Thompson’s primary aim with the show was challenging long-held institutional conventions of keeping African historic and contemporary artworks separate and siloed. This show puts them in relationship with each other by creating literal and metaphorical ‘sightlines.’
Bringing together African metal arts dating predominantly from the 19th and early 20th centuries with contemporary works by artists from Africa and the African diaspora, “SIGHTLINES” accelerates a shift in the interpretation and understanding of African art and material culture.
“African art departments in the United States feature historical collections and the modern and contemporary art by African and Black Diaspora artists is collected by other departments. As I mounted this exhibition, I faced questions about why we should even show contemporary artworks alongside historical ones, especially when the contemporary works seemingly have no relationship to the historical,” Thompson explained. “This query reflects a purist view that the contemporary has no place in historical African art.

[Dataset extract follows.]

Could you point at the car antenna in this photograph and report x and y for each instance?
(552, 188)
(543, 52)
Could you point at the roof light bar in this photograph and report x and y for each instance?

For me, the historical and the contemporary are intimately intertwined.”
Thompson gives two of many examples from the show.
“Lubaina Himid’s Drowned Orchard features maritime imagery and other elements of the decorative arts that resonate with the aesthetic designs of the metalworks, offering a space to consider the cultural and belief practices that materialize and connect people across the Diaspora,” he said. “Similarly, Radcliffe Bailey in Ebo’s Landing works with relics associated with his ancestors’ captivity and freedom, and offers new pathways to consider the beliefs, cultural practices, and histories established through the displayed metal works.”
The exhibition installation provokes the interplay between historic and contemporary by utilizing an unusual layout that maps ‘sightlines’ between the objects, and between makers, users, and viewers.
A series of long walls unites the galleries on each floor. The historic metal works are mounted by theme on platforms of varying height within the walls, facilitating unexpected associations to form among objects from vastly different cultures, geographies, and time periods. Contemporary works are installed outside of the walls, enabling visitors to view them both individually and through the transparent plexiglass of the long walls, creating constantly shifting associations with the historic objects as visitors move through the galleries.
“The long wall exhibition design allows visitors to have a 360-degree view of the displayed historical works—something generally not afforded to African art objects,” Thompson said. “Furthermore, one cannot see the historical without the contemporary and vice versa.”
More than 140 historic works on view include staffs and figures from the Mande smiths of Mali; regalia of the Edo chiefs of Nigeria; sacred objects of the Tusian, Gan, and Lobi peoples of Burkina Faso; ceremonial swords, gold weights, and personal adornment of the Akan people of Ghana; currencies, ceremonial staffs, and weaponry from Congo, as well as a broad range of other extraordinary works in metal. Contemporary makers contribute large-scale sculptures, photography, weavings, metal work, and multi-media installations.